Abstract

In the last few decades, there is a growing interest in using Analytic Hierarchy Process (henceforth AHP), and it is frequently employed in solving the maritime industry problem since the 2000s. The AHP method is a powerful instrument to decompose complex decision-making problems and to simplify (facilitate) decision makers’ cognitive burden. In contrast to its predecessors, AHP is capable of executing both hard and soft information (i.e. numerical data/input and subjective/judgemental assessment respectively) through a top-down investigation of micro aspects in each level of the hierarchy. Although AHP is very functional and popular in both academia and professional life, there are various biases and misuse of the method which are heavily based on the lack of theoretical basis. The AHP method has several underlying assumptions, and each assumption needs to be investigated and demonstrated through specific decision making problems. Ignoring these fundamentals of AHP eventually initiates various forms of inconsistencies and sometimes implicit invalidity which is difficult to detect from derived results.
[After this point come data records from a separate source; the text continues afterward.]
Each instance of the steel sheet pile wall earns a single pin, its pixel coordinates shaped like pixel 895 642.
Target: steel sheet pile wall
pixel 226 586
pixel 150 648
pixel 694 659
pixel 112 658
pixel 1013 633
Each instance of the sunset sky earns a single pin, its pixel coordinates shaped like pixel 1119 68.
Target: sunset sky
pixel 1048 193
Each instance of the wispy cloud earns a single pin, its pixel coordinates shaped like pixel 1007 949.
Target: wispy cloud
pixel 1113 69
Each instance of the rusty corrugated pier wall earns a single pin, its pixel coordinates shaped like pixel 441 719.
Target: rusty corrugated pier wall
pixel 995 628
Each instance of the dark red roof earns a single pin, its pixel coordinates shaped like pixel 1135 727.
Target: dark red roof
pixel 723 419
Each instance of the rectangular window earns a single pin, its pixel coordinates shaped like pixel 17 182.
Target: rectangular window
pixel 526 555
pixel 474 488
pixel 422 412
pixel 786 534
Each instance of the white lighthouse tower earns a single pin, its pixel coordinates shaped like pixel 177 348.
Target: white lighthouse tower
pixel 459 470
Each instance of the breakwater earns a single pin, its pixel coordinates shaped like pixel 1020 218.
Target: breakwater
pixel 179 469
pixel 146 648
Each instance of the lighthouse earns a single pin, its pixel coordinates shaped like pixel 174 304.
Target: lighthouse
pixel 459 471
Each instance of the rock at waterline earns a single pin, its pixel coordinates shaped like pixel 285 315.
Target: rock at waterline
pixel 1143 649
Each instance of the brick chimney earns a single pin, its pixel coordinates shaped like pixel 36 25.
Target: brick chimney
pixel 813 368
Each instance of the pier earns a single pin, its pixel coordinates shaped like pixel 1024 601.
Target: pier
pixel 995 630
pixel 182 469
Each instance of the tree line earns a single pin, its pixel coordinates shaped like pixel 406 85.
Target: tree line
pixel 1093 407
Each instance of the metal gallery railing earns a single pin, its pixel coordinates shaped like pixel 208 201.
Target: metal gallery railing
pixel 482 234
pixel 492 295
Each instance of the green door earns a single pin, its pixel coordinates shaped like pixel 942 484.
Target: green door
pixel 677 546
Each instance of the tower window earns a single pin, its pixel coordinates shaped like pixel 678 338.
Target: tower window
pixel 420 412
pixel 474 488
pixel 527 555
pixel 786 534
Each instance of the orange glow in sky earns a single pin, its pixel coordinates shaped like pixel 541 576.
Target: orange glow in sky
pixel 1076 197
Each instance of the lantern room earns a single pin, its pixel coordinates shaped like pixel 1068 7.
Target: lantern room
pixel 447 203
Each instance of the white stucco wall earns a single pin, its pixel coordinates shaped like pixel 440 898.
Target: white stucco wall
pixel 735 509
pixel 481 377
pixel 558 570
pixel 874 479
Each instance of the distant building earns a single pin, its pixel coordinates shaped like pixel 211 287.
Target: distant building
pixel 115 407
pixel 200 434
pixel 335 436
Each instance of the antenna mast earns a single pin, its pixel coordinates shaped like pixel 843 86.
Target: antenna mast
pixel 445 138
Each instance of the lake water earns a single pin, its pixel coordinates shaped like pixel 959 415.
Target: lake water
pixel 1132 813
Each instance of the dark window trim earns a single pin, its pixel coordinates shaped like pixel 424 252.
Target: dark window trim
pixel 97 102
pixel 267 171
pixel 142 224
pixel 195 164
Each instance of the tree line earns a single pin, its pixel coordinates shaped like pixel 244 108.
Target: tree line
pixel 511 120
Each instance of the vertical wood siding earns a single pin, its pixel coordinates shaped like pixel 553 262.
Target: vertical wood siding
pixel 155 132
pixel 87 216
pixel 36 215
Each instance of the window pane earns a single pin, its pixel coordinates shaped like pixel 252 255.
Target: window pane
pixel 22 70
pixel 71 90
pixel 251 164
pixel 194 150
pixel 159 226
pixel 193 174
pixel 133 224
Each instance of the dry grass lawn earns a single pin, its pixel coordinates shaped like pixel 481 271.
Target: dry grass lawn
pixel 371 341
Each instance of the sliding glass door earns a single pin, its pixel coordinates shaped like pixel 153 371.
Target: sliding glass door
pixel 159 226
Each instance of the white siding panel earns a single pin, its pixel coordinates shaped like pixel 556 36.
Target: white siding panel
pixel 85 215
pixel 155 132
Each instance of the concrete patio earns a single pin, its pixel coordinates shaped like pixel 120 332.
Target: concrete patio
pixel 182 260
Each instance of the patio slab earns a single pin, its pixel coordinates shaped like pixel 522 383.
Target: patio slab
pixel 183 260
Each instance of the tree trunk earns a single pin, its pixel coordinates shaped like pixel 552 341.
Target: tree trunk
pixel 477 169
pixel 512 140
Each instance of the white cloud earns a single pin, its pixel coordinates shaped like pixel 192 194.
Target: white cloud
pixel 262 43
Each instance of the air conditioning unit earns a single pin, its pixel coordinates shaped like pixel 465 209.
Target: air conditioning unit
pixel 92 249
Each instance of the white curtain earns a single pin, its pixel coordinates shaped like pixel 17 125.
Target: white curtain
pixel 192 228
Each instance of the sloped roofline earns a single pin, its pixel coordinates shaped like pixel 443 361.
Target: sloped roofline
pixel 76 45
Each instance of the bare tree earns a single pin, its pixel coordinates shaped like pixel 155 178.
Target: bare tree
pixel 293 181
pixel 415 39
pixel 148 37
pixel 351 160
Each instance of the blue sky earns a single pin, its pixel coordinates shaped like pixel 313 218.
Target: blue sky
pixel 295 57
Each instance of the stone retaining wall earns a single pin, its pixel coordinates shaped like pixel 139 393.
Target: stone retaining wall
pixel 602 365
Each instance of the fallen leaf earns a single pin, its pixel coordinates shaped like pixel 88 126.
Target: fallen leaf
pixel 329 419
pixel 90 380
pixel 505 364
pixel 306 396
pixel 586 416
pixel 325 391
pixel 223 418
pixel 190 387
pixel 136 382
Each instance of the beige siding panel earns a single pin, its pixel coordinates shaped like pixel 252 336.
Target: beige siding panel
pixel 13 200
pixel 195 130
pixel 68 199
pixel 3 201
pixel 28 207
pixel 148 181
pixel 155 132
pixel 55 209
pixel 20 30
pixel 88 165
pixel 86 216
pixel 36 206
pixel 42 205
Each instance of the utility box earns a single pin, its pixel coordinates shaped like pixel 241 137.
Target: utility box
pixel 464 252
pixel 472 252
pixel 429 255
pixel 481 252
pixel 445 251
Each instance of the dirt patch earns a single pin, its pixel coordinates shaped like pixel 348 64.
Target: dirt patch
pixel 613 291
In this chapter, the theory of AHP will be discussed in detail with references to other theories in social sciences and its practical impacts on the AHP analysis. In addition to the conventional AHP methodology, the fuzzy set extension (Fuzzy AHP or FAHP) and its rationale in particular problems will be investigated. Empirical applications will help clarifying its capability of solving some maritime and logistics problems while developing hands-on experience with numerical examples.